You must be willfully blind to countless discussions of poorly engineered, poorly built "known oil burner" and "known sludger" engines from a number of manufactures.

No oil can overcome a bad design. Ever.
 
No oil can overcome a bad design. Ever.
This is just not true. And this is always the response when an engine doesn't do well on "muh trusty Mobil 1 Extended Performance." Then people run Euro oils, Valvoline Restore and Protect, or a boutique and have no issues on these "known oil burner" "known sludger" engines.
 
This is just not true. And this is always the response when an engine doesn't do well on "muh trusty Mobil 1 Extended Performance." Then people run Euro oils, Valvoline Restore and Protect, or a boutique and have no issues on these "known oil burner" "known sludger" engines.
That could be true in a few cases, but definitely not all. If an engine was engineered wrong, no oil can fix it.
 
Update to the first 500 miles of my round trip from ATL to Orlando, Fl.
IMG_4068.webp


The truck started without issue this morning (not surprising with ambient temps around 60°F) and was noticeably quieter at startup than before, when I would occasionally hear some valvetrain noise.

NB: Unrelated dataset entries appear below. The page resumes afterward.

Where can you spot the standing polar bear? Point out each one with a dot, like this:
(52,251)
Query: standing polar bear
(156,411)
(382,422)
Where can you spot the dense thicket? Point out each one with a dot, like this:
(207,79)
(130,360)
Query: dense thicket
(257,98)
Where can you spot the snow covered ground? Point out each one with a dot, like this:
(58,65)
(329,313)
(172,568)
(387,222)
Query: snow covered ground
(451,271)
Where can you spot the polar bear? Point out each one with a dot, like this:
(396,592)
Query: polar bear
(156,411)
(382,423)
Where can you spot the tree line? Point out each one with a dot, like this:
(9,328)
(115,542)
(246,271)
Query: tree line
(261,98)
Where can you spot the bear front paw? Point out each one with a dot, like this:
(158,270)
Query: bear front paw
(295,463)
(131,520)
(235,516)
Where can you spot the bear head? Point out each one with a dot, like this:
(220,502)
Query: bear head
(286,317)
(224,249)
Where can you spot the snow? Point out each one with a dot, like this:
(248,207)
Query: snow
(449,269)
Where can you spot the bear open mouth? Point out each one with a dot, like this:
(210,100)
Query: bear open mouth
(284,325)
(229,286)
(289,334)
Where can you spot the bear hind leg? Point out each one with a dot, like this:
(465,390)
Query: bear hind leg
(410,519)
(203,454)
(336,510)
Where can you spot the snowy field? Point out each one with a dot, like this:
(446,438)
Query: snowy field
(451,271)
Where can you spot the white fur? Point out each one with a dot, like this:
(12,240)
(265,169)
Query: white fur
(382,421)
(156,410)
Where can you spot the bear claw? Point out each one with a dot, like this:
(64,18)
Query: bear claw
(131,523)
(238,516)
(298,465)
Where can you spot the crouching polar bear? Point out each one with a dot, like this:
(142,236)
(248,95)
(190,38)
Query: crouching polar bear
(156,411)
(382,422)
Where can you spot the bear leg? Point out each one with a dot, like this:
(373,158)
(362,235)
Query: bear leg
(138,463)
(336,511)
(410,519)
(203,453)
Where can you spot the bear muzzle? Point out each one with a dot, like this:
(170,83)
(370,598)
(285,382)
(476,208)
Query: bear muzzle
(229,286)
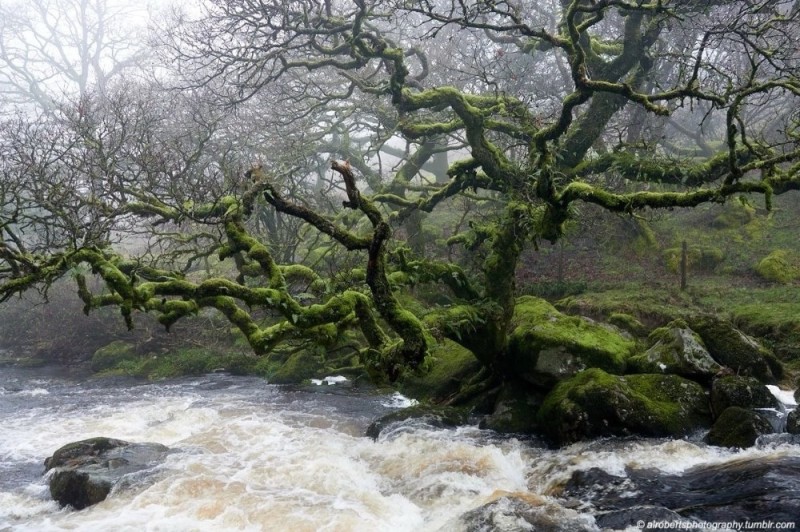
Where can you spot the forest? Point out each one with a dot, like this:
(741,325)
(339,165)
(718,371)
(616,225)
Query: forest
(487,204)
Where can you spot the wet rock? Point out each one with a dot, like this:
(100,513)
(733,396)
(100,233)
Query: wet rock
(738,427)
(547,346)
(511,512)
(745,392)
(756,489)
(734,349)
(514,410)
(793,422)
(414,416)
(676,349)
(632,517)
(84,472)
(595,404)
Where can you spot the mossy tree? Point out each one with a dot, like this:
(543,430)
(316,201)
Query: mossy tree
(535,155)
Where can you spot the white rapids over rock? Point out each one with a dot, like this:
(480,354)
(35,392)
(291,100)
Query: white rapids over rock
(250,456)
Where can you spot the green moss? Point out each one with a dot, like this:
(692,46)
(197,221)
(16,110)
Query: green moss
(780,266)
(594,403)
(299,367)
(628,323)
(540,329)
(676,349)
(113,354)
(449,367)
(732,348)
(514,411)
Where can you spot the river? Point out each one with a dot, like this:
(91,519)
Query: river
(253,456)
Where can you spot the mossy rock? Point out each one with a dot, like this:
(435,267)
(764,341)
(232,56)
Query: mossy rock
(738,427)
(698,258)
(675,349)
(744,392)
(780,266)
(595,404)
(449,367)
(300,366)
(112,355)
(514,410)
(793,422)
(734,349)
(628,323)
(546,346)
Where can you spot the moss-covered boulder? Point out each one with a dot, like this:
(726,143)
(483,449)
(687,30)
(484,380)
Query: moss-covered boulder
(112,355)
(449,367)
(744,392)
(734,349)
(514,410)
(780,266)
(675,349)
(738,427)
(300,366)
(793,422)
(546,346)
(594,404)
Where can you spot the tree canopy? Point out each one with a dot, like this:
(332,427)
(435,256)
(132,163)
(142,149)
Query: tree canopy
(293,161)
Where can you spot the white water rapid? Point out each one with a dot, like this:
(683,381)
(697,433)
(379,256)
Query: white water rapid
(250,456)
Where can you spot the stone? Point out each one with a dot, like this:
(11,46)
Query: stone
(738,427)
(793,422)
(546,346)
(734,349)
(595,404)
(85,472)
(745,392)
(678,350)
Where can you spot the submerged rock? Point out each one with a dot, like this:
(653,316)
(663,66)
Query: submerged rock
(595,404)
(547,346)
(738,427)
(676,349)
(756,489)
(793,422)
(433,416)
(511,512)
(84,472)
(632,517)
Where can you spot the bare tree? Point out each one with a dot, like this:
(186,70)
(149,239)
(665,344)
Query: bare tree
(56,49)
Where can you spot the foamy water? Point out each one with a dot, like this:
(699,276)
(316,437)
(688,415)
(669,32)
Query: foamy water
(249,456)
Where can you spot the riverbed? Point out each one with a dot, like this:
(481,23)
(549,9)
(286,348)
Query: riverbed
(247,455)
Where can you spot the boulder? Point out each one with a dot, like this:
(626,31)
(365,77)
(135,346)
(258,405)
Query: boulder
(732,348)
(511,512)
(745,392)
(676,349)
(793,422)
(630,518)
(514,410)
(756,488)
(84,472)
(595,404)
(431,416)
(780,266)
(546,346)
(738,427)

During the high idle on cold start, oil pressure was around 60+ PSI (0w20 would fire right up at 30ish and float down) but quickly dropped to the 24–26 PSI range once the cats warmed up. That’s slightly higher than what I was seeing with 0W-20, which was typically around 21–23 PSI at idle.

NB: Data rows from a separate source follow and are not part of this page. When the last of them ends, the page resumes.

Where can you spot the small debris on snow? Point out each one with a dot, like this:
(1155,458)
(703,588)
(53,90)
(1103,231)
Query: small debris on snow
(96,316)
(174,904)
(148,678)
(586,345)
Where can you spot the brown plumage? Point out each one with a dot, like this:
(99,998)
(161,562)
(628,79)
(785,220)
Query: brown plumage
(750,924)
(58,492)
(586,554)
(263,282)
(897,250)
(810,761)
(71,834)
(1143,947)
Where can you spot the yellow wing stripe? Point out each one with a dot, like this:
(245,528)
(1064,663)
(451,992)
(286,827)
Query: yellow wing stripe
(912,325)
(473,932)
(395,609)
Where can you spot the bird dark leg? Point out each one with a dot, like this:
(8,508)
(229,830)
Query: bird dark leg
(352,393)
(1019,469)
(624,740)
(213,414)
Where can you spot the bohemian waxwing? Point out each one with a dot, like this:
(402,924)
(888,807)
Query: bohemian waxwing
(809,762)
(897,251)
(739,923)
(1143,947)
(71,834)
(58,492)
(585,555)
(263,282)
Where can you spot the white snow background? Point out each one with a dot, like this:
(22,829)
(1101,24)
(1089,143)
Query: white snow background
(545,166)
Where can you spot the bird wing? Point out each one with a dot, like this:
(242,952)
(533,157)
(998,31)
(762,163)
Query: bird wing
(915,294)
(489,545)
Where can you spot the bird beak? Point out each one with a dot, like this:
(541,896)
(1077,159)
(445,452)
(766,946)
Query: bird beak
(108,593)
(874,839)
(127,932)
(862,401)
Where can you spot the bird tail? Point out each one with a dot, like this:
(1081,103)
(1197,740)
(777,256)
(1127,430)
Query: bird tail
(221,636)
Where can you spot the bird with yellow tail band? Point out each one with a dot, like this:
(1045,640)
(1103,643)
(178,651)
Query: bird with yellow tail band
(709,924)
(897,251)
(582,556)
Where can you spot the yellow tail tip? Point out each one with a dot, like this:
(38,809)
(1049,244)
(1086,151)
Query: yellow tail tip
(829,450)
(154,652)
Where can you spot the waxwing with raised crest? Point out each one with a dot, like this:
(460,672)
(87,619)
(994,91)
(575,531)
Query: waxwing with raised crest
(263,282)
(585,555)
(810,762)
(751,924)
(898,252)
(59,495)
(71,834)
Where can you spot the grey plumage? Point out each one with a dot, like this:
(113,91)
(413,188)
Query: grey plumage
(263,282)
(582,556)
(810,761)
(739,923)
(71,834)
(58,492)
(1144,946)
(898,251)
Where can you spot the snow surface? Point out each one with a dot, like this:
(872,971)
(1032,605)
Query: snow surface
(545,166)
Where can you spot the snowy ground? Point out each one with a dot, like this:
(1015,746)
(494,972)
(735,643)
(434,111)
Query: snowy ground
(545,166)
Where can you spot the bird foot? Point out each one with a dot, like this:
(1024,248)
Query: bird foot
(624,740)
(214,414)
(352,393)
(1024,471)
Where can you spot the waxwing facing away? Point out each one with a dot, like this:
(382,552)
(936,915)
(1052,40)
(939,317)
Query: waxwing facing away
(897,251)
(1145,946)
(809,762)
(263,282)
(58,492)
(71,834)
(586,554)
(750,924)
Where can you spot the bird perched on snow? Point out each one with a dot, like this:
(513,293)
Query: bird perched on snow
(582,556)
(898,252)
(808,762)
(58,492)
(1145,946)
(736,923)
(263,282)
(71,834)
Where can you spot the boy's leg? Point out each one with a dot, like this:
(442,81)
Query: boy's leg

Oil temps held around 208°F while cruising at highway speeds and peaked at about 210°F. The truck didn’t feel sluggish at all, and I actually thought I could hear the turbos a bit more. Not sure if that’s real or just me paying closer attention after the oil change.
 
I’ve used a decent amount of it and I guess I have no regrets. The ppcmo 0w20 was excellent at low temps, as far as start up rattle. The car sounded as if it was warmed up at 10 degrees. Huge plus! I’ve since settled on HPS and recently acquired XPR for 30% less than hpl and shipped from Amazon for free, and on my step in 1 day. The purple haters will side eye my choice, and that’s fine. Hpl is to much of a hassle with the shipping charges and only sold in amounts that leave me with half bottles/jugs of oil and nowhere to use it. I also deal with fuel dilution from cold temps 5 months a year, so running it 20k is never an option for me.
 
Update to the first 500 miles of my round trip from ATL to Orlando, Fl.
View attachment 327816

The truck started without issue this morning (not surprising with ambient temps around 60°F) and was noticeably quieter at startup than before, when I would occasionally hear some valvetrain noise.

During the high idle on cold start, oil pressure was around 60+ PSI (0w20 would fire right up at 30ish and float down) but quickly dropped to the 24–26 PSI range once the cats warmed up. That’s slightly higher than what I was seeing with 0W-20, which was typically around 21–23 PSI at idle.

Oil temps held around 208°F while cruising at highway speeds and peaked at about 210°F. The truck didn’t feel sluggish at all, and I actually thought I could hear the turbos a bit more. Not sure if that’s real or just me paying closer attention after the oil change.
Are you saying at that temp you had 30 psi more oil pressure?